Joining table with unemployment rate and interest rate by month

### Directed Acyclic Graph (DAG)
The DAG shows the relationship between the variables represented in our model. The Interest Rate and Unemployment Rate are serving as observation variables for the wide effects of the 2008 Great Recession, or as proxies for its impact as it happens around the same time as the data being evaluated. The effect we want to hone in on, that of the America First stadium being built in Sandy, is observed in terms of a house's distance from the stadium and when the sell happened relative to the construction date.

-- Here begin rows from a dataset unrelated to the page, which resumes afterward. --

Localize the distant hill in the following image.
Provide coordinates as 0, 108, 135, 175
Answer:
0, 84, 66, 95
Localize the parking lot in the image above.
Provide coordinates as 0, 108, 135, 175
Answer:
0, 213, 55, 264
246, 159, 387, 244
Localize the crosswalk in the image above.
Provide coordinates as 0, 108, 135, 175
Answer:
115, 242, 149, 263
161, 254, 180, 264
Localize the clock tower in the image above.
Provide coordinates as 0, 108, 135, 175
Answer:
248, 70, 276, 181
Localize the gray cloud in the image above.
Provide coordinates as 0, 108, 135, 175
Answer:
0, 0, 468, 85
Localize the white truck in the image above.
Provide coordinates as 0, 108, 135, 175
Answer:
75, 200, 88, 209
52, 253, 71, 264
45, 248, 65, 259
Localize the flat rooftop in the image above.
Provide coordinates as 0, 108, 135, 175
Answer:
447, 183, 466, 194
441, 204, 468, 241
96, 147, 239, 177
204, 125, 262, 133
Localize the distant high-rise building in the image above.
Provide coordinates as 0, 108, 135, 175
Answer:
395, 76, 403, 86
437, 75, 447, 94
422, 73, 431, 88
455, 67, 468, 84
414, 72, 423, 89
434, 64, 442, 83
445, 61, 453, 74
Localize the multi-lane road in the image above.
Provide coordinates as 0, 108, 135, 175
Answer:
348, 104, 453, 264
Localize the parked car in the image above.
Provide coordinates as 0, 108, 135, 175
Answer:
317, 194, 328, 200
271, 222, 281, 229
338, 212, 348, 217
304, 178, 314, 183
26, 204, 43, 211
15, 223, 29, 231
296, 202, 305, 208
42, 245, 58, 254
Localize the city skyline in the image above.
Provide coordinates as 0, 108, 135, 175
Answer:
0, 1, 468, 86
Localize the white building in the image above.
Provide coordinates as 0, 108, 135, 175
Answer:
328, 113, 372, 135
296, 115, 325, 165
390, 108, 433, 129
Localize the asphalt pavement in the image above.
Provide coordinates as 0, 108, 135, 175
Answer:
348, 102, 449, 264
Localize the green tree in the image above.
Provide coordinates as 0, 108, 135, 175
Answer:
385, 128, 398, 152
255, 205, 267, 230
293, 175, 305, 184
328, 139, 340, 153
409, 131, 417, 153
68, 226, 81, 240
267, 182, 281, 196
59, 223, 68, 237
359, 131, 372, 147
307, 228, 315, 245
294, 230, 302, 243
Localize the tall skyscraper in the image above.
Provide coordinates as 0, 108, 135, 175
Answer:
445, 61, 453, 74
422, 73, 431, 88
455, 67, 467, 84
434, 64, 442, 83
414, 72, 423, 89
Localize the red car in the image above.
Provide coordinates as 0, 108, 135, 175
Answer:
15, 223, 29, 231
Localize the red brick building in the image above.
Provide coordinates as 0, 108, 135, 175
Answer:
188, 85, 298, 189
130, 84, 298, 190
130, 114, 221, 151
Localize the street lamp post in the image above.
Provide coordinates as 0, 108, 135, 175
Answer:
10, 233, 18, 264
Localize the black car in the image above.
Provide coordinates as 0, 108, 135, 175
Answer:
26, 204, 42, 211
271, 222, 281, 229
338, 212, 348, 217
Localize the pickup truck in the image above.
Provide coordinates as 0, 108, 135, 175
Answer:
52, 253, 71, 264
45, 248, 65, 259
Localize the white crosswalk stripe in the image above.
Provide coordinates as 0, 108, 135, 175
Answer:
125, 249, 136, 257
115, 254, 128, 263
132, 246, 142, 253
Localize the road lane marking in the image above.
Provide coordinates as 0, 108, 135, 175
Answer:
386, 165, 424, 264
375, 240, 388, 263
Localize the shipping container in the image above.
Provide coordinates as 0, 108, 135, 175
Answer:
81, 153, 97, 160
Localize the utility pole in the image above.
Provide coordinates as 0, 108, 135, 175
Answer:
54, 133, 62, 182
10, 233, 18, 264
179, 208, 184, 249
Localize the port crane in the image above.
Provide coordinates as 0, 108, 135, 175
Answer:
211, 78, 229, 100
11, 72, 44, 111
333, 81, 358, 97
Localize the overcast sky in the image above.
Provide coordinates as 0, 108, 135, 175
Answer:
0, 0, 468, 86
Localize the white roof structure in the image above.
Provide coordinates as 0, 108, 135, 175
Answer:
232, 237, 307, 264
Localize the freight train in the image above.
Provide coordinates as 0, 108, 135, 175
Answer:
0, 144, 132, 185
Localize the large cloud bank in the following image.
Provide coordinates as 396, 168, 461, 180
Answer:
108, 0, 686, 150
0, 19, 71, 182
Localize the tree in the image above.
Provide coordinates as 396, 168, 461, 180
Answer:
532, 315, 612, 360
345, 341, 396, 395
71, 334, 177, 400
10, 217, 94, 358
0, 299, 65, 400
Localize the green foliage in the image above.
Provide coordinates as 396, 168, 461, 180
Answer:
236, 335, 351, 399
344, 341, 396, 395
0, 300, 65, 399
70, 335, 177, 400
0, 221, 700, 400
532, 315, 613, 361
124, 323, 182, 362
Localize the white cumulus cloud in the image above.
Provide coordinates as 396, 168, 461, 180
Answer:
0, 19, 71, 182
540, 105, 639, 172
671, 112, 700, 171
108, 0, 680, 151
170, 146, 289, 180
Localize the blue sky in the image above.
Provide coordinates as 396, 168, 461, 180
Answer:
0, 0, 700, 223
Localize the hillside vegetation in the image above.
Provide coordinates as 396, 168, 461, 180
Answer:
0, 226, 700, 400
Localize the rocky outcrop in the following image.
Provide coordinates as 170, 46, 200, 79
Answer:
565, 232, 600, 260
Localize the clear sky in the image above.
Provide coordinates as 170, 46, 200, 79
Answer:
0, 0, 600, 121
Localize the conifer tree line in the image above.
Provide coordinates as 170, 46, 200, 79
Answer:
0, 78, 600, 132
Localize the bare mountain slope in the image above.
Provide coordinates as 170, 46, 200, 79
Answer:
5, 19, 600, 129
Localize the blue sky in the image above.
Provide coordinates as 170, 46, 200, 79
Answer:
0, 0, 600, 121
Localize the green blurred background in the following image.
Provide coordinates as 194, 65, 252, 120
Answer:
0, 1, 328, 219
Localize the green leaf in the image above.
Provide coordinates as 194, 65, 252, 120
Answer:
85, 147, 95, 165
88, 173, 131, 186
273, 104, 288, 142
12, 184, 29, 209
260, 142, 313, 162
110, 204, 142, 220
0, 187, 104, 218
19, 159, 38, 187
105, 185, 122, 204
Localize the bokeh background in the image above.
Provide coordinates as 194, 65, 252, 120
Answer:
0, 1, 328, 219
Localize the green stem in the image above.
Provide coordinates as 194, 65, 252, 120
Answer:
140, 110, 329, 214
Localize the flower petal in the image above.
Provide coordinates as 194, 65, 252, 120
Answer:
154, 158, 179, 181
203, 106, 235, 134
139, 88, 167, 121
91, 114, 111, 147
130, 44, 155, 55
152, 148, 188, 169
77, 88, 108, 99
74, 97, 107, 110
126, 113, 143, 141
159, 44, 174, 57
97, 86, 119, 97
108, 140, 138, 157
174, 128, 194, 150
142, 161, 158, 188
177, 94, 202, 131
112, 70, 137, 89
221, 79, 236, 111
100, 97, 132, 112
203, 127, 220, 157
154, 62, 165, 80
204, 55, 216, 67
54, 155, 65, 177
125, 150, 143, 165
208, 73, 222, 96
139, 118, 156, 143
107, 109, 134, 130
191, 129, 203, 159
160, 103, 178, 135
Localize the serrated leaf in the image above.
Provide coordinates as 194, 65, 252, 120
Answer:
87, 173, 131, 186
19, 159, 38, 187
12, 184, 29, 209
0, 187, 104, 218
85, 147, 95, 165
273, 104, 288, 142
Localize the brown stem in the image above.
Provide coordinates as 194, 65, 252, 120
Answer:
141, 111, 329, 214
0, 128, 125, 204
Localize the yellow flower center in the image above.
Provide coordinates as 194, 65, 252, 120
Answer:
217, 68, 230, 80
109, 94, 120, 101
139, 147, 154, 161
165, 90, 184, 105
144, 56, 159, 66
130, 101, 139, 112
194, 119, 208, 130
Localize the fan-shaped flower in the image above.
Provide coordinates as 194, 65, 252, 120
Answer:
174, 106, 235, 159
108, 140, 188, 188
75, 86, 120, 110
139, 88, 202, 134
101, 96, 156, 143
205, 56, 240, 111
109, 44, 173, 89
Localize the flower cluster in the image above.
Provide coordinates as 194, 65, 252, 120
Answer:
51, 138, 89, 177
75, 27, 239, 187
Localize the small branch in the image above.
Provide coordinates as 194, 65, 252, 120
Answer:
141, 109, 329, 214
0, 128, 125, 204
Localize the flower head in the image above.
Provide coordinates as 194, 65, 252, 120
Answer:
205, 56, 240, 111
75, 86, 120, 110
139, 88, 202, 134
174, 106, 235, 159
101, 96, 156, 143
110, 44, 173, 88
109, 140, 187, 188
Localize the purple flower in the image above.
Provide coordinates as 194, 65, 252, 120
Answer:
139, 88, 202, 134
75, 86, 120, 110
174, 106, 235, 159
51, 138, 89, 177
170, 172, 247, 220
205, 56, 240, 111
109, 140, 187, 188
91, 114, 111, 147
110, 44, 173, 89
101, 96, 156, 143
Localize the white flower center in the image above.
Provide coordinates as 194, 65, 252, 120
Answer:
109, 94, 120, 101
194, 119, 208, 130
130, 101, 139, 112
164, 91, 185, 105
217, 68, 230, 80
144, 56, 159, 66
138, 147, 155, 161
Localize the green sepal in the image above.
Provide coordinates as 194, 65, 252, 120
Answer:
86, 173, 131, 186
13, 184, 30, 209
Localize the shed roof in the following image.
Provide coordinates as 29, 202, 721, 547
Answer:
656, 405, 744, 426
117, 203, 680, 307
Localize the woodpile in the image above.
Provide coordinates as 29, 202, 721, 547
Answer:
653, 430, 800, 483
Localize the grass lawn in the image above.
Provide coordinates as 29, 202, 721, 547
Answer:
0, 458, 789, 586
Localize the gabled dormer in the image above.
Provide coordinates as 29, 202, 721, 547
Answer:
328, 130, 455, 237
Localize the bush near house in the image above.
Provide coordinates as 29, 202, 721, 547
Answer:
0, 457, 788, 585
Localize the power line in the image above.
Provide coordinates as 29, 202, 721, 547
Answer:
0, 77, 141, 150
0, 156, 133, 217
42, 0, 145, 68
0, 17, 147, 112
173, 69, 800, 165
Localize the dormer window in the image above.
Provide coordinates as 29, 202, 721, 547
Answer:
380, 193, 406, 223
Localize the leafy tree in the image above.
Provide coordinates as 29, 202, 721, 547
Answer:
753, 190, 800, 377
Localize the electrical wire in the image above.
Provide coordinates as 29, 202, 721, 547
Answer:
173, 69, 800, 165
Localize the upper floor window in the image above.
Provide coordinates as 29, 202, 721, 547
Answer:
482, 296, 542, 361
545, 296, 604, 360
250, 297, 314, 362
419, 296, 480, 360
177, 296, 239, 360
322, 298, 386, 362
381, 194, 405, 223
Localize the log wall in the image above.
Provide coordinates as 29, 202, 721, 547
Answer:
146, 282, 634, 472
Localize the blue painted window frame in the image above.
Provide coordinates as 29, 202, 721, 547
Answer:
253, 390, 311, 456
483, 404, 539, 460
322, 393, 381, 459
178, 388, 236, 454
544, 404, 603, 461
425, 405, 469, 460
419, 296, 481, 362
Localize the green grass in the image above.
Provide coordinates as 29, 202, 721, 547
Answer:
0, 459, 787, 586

The other nodes represent the usual attributes determining a house's price: size and amenities. Many of these are also interrelated as the larger the plot of land, the bigger the house and the bigger the house, the more room for bedrooms and bathrooms.

In [None]:
nodes = ["InterestRate", "MortgageCost", "Acres", "TotSqf", "SoldPrice", "TotBed", "TotBth", "CentralHeating", "AC", "UnemploymentRate", "AfterStadiumBuilt",
            "DistFromStadium", "2008GreatRecession"];
edges = [("InterestRate", "MortgageCost"), ("MortgageCost", "SoldPrice"), ("Acres", "TotSqf"), ("TotSqf", "SoldPrice"), ("Acres", "SoldPrice"),
            ("TotBed", "SoldPrice"), ("TotBth", "SoldPrice"), ("TotSqf", "TotBed"), ("TotSqf", "TotBth"), ("CentralHeating", "SoldPrice"), ("AC", "SoldPrice"),
            ("UnemploymentRate", "SoldPrice"), ("AfterStadiumBuilt", "SoldPrice"), ("DistFromStadium", "SoldPrice"), ("DistFromStadium", "AfterStadiumBuilt"),
            ("AfterStadiumBuilt", "DistFromStadium"), ("InterestRate", "UnemploymentRate"), ("2008GreatRecession", "InterestRate"), ("2008GreatRecession", "UnemploymentRate")];
# Construct Graph
g = SimpleDiGraph();
# Vertices are indexed numerically starting at 1
# get_index will be used to reference vertex based on original node list
add_vertices!(g, length(nodes));
get_index(n) = findfirst(x->x==n, nodes)
for edge in edges
    add_edge!(g, get_index(edge[1]), get_index(edge[2]))
end

gplot(g, nodelabel=nodes, layout=spring_layout)

### Functional Form

*SoldPrice* = &beta;<sub>0</sub> + &beta;<sub>1</sub>*AfterStadiumBuilt* + &beta;<sub>2</sub>*NearStadium* + &beta;<sub>3</sub>*SquareFootage* + &beta;<sub>3</sub>*TotBth* + ... &beta;<sub>*N*</sub>*X*<sub>*N*</sub> ... + &beta;<sub>1</sub>&beta;<sub>2</sub>*NearStadium*\**AfterStadiumBuilt* + &epsilon;

In an attempt to isolate the impact the America First stadium had which acts over time and space, the time of the home sale relative to the stadium's construction date and the distance from the stadium are included, both as singular independent variables and together as an interaction variable. Assuming the houses near the stadium went especially up in price (or down) with a stadium now drawing more traffic to the area, the interaction variable being significant in a linear model would capture this effect. The interest rate and the unemployment rate are included in an attempt to eliminate OVB as the stadium finished construction the same time the housing crash was happening meaning there would be a huge shift in housing prices before and after the stadium regardless of whether there was an impact. The rest of the independent variables are the typical factors used to determine housing prices: size and amenities.